Département d'anesthésie-réanimation-médecine d'urgence, CHU Gabriel-Touré, Bamako, Mali.
Med Sante Trop. 2019 May 1;29(2):170-174. doi: 10.1684/mst.2019.0893.
The severity of a blood pressure spike is more closely associated with serious organ dysfunction, which can be life-threatening in the short term, than with the blood pressure level itself. A hypertensive emergency is defined as the presence of high blood pressure associated with acute organ dysfunction. The specific nature of high blood pressure in black patients may cause more frequent hypertensive emergencies. In this retrospective case study, we report our experience and highlight the specific prognosis for black African patients. We examined three patients, aged 27, 47, and 59 years, admitted to intensive care for a hypertensive emergency with neurological distress, and all in status epilepticus. Average blood pressure was 171 mm HG. Treatment included intubation, ventilation, and induction of a barbiturate coma, plus antihypertensive treatment. The outcome was favorable, with an average stay of 5 days. The frequency of hypertensive emergencies varies according to age, ethnic origin, and period studied.
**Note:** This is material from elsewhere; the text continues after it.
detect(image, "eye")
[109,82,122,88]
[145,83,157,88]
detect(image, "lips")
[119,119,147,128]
Black patients often suffer from more severe forms of high blood pressure, arising at an earlier age. Hypertensive encephalopathy can occur in patients with or without chronic hypertension. Without treatment, the encephalopathy induces a coma that can quickly become fatal. Its spontaneous course is catastrophic (10-20% survival at one year), but more favorable with adequate treatment (60-80% survival at five years).
血压骤升的严重程度与严重器官功能障碍的关联更为密切,严重器官功能障碍在短期内可能危及生命,而与血压水平本身的关联则较弱。高血压急症的定义为伴有急性器官功能障碍的高血压。黑人患者高血压的特殊性质可能导致更频繁的高血压急症。在这项回顾性病例研究中,我们报告了我们的经验,并强调了非洲黑人患者的具体预后情况。我们检查了三名年龄分别为27岁、47岁和59岁的患者,他们因伴有神经功能障碍的高血压急症入住重症监护病房,且均处于癫痫持续状态。平均血压为171毫米汞柱。治疗措施包括插管、通气、诱导巴比妥类药物昏迷以及降压治疗。结果良好,平均住院时间为5天。高血压急症的发生率因年龄、种族和所研究的时期而异。黑人患者常患更严重形式的高血压,且发病年龄较早。高血压脑病可发生于有或无慢性高血压的患者。未经治疗,脑病会导致昏迷,且可能迅速致命。其自发病程具有灾难性(一年生存率为10%-20%),但经过适当治疗则预后较好(五年生存率为60%-80%)。